Two questions. 1). Will I be able to test Gutenberg on wordpress.com before the official launch date or is the only way the plugin on a self-hosted site? 2). At what point in time if at all will you enable plugin type functionality in the blocks?
Both good questions!
On the WP.com Business plan you can install and test the Gutenberg plugin in wp-admin. We’ll be adding Gutenberg to Calypso sometime before April to try to get as much testing as possible, but not sure the exact date yet.
Plugins and themes can add and modify blocks today, there are APIs for everything already in the Gutenberg editor.
Many thanks for the answers, really appreciate it and all clear. And very excited to hear about earlier release on Calypso since I use it in the browser and as a Mac app.
In your email with the subject “Tip(ton) Your Cap to WordPress 4.9” which was sent at the release of WP 4.9, you wrote that during this State of the Word you would include some of the results of the survey.

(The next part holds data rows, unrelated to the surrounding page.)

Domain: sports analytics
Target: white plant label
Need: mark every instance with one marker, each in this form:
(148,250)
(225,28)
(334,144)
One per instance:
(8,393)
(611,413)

I’m wondering what’s left of that and if you managed to include any?
The survey results were pretty boring, I think we need some new questions for next year. We’re going to publish these survey results and previous years in a blog post.
Matt, let me try to understand this.
Last year there was quite a bit of backlash that results were not shared. This year you promised results would be shared and you even put that in print in the aforementioned email.
And now you just say that the results were boring?
Who are you to decide that?
Oh wait, I forgot, you are the dictator and tyran of what was once a happy and healthy community!
In the talk I mention that they’ll be released in a blog post, which is being worked on. I did decide they weren’t interesting enough for the finite time in the presentation.
How is Gutenberg WYSIWYG? The demo only shows the backend. Switching to the frontend “paints” a different picture altogether! Take a vanilla WP install with only the Gutenberg plugin and the current default theme and open the Gutenberg demo.
Backend will show a serif font, frontend a sans-serif font.
Backend will show a site-wide image, frontend a content-wide image only and a sidebar.
Isn’t this only becoming more confusing for end users?
I am so surprised that nobody talks about this…
Check out the part of the demo where Matias shows a theme applying styles to Gutenberg, so it looks exactly as it does on the front-end.
So apart from re-coding the backend we are now also expected to re-code the frontend of all the sites we developed for clients?
#notgonnahappen
WP 499 FTW
“I am so surprised that nobody talks about this…”
Please watch the video from 1:08:50 ..There was exact question asked, and Matt had quite explained that. Also I think this will be improved so you get exact that on frontend.
@antunjurkovic
Although the asker mentions that we have not seen anything on the frontend in the presentation, the actual question he asked is what frontend editing means to Matt. The answer has nothing to do with my question.
funny how different people tend to interpret the same information differently…
Hey Matt, great SotW this year – finally caught up with it and I have to admit, it was a tour de force. Great content, and a superb positive vision for the future. Thanks sincerely for the focus to push the project through 2017, and for helping us all keep an open mind about what the future can hold.
I have to confess I’m coming from the agency/enterprise space, and progress this year has been through at times troubling territory, but by and large I think it’s now clear that Gutenberg is rebuilding a framework for WordPress that we can all build on together. And the risks, though real, are well understood, and largely mitigated.
I’m genuinely excited for 2018, and WP 5.0. I don’t know if you take requests for names, but can I make a submission – could we call this next one Esbjörn Svensson? 2018 will be the 10th anniversary of his passing.
And kudos for sticking with the Gutenbeard – it’s, erm, yeah, very ‘open source’!